Dorsal midline thalamus to CeA circuit reorganization by high potency cannabinoids

The prevalence of Cannabis consumption has steadily and consistently increased in the past few years, both for recreational and medicinal use. In addition to its therapeutic effects, cannabis, especially high potency cannabinoids, have been found to cause adverse mental health outcomes, like anxiety disorders and psychotic episodes. However, little is known about the underlying mechanisms contributing to these adverse effects. We aim to test the hypothesis that high potency cannabinoid induced plasticity in afferent input strength from dorsal midline thalamus (dMT) to defined neuronal populations in the Central Amygdala (CeA) contributes to some of these pathophysiological consequences. We will utilize a combination of viral and genetic tools, along with ex vivo optogenetics to address 1) whether cannabinoid receptor agonist CP 55,940 increases synaptically driven firing in CeA SOM cells and 2) assess how fear learning alters dMT to CeA pathway, along with local circuit inhibition landscape and 3) study the effects of deleting CB1R from selective terminals on fear learning.
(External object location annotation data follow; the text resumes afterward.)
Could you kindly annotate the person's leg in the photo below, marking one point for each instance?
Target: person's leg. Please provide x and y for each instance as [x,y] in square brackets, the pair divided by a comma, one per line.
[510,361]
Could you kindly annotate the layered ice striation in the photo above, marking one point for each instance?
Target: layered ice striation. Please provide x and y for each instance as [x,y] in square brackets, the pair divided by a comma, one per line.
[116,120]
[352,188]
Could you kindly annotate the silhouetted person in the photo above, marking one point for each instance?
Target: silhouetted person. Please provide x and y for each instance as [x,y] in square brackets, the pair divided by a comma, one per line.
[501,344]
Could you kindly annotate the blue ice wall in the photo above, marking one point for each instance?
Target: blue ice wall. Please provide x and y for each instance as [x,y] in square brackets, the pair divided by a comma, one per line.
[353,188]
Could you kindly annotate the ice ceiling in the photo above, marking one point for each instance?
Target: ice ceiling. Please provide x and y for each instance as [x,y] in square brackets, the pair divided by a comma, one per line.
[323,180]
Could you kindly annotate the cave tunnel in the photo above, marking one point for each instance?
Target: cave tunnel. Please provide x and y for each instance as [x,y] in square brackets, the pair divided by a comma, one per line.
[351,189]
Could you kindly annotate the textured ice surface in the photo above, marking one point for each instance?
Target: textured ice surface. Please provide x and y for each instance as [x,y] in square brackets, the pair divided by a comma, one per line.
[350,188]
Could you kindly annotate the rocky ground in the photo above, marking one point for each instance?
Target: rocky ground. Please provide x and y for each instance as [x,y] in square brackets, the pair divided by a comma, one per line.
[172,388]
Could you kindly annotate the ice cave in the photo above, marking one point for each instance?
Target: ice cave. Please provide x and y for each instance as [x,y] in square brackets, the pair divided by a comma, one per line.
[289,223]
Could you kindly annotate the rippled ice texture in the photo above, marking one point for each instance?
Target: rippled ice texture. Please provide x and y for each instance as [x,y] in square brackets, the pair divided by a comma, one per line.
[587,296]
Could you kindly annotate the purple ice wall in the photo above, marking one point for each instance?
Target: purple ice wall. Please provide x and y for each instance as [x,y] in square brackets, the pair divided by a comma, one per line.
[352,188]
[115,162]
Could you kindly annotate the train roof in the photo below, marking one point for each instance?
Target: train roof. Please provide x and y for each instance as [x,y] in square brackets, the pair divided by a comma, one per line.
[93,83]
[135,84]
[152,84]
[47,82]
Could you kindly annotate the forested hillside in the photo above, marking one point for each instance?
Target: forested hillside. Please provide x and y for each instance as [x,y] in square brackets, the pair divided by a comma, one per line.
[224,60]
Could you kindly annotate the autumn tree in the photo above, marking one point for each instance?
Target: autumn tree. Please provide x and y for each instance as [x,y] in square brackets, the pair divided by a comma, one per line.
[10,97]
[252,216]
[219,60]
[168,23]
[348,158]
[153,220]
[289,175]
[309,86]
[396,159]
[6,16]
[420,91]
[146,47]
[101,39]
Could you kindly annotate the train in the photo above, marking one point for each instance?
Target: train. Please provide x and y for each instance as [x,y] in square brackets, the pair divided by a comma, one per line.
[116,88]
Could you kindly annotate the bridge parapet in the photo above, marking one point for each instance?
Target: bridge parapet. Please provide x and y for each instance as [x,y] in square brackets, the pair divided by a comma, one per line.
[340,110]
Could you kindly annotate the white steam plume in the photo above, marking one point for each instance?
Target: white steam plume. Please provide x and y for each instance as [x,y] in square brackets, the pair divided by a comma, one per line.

Our preliminary data indicate that relative strength of excitatory input from dMT to CeA is biased towards SOM+ cells (in comparison to CRF+ and putative PKCd+ cells) and that CP 55,940 tilts this balance further towards even higher excitatory drive by disinhibiting this neuronal population. As SOM+ cells are the primary regulator of fear output in the CeA, overdrive in SOM excitability would lead to pathological fear states. These investigations would elucidate distinct synaptic mechanisms by which cannabinoids reorganize circuits that lead to pathological behavioral manifestations of Cannabis over use.